You are viewing a plain text version of this content. The canonical link for it is here.
Posted to commits@uniffle.apache.org by xi...@apache.org on 2023/02/03 12:14:58 UTC
[incubator-uniffle] branch master updated: [ISSUE-476][FEATURE] Respect `spark.shuffle.compress` configuration in Uniffle (#495)

This is an automated email from the ASF dual-hosted git repository.

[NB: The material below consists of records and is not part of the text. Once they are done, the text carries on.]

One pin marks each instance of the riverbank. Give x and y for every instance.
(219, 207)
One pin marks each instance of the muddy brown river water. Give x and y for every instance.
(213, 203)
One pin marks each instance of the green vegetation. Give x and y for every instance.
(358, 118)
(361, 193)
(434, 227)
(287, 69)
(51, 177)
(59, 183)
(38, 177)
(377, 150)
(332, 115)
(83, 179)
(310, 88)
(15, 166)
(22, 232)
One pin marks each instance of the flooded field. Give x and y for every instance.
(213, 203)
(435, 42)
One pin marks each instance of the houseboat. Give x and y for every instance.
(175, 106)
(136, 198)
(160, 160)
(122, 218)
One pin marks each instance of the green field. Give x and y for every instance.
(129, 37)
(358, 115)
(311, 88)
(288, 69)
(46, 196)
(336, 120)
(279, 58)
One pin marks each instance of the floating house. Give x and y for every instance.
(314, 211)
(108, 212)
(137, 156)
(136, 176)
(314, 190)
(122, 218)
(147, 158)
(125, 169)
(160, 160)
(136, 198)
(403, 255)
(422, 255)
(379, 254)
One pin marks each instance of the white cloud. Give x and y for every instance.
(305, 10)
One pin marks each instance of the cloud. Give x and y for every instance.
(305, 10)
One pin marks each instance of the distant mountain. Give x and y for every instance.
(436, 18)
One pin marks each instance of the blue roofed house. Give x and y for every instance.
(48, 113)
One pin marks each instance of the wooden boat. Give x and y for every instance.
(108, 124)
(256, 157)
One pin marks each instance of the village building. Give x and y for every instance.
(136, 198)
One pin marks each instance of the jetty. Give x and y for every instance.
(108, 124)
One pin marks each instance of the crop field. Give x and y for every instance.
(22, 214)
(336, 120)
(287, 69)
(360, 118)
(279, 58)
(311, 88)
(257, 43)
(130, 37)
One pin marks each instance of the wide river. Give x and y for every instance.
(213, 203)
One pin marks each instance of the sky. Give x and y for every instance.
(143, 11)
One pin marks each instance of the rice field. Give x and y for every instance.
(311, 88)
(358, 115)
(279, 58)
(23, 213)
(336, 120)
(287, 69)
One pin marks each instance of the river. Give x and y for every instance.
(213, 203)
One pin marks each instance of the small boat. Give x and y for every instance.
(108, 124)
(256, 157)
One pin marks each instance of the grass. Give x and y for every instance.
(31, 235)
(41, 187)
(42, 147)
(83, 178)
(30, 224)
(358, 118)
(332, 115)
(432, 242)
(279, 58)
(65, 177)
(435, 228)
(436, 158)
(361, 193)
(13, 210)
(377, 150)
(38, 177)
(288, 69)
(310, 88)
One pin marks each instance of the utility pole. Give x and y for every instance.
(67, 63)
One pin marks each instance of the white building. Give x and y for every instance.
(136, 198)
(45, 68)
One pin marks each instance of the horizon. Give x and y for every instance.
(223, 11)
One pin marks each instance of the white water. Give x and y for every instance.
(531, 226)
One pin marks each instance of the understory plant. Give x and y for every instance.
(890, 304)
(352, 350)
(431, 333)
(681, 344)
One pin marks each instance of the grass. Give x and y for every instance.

xianjin pushed a commit to branch master
in repository https://gitbox.apache.org/repos/asf/incubator-uniffle.git


The following commit(s) were added to refs/heads/master by this push:
     new 0bb1e8c3 [ISSUE-476][FEATURE] Respect `spark.shuffle.compress` configuration in Uniffle (#495)
0bb1e8c3 is described below

commit 0bb1e8c31de32f04e58380f0d9dee89117fb98b8
Author: jiafu zhang <ji...@intel.com>
AuthorDate: Fri Feb 3 20:14:52 2023 +0800

    [ISSUE-476][FEATURE] Respect `spark.shuffle.compress` configuration in Uniffle (#495)
    
    ### What changes were proposed in this pull request?
    In Spark, there is a configuration, "spark.shuffle.compress", to control if we should compress shuffled data. It defaults to true. But Uniffle always compresses shuffled data without respecting the configuration. Uniffle should respect it to be more align with vanilla Spark.
    
    ### Why are the changes needed?
    We should let user decide if compress can be applied since some workloads are not compress friendly which otherwise can avoid useless CPU cycles.
    
    ### Does this PR introduce _any_ user-facing change?
    NO
    
    ### How was this patch tested?
    tested with "spark.shuffle.compress" setting to true and false. They both worked as expected.
---
 .../org/apache/spark/shuffle/RssSparkConfig.java   |  5 ++
 .../shuffle/reader/RssShuffleDataIterator.java     | 65 +++++++++++--------
 .../spark/shuffle/writer/WriteBufferManager.java   | 15 +++--
 .../shuffle/reader/AbstractRssReaderTest.java      | 25 +++++++-
 .../shuffle/reader/RssShuffleDataIteratorTest.java | 73 +++++++++++++++-------
 .../shuffle/writer/WriteBufferManagerTest.java     | 25 +++++++-
 6 files changed, 152 insertions(+), 56 deletions(-)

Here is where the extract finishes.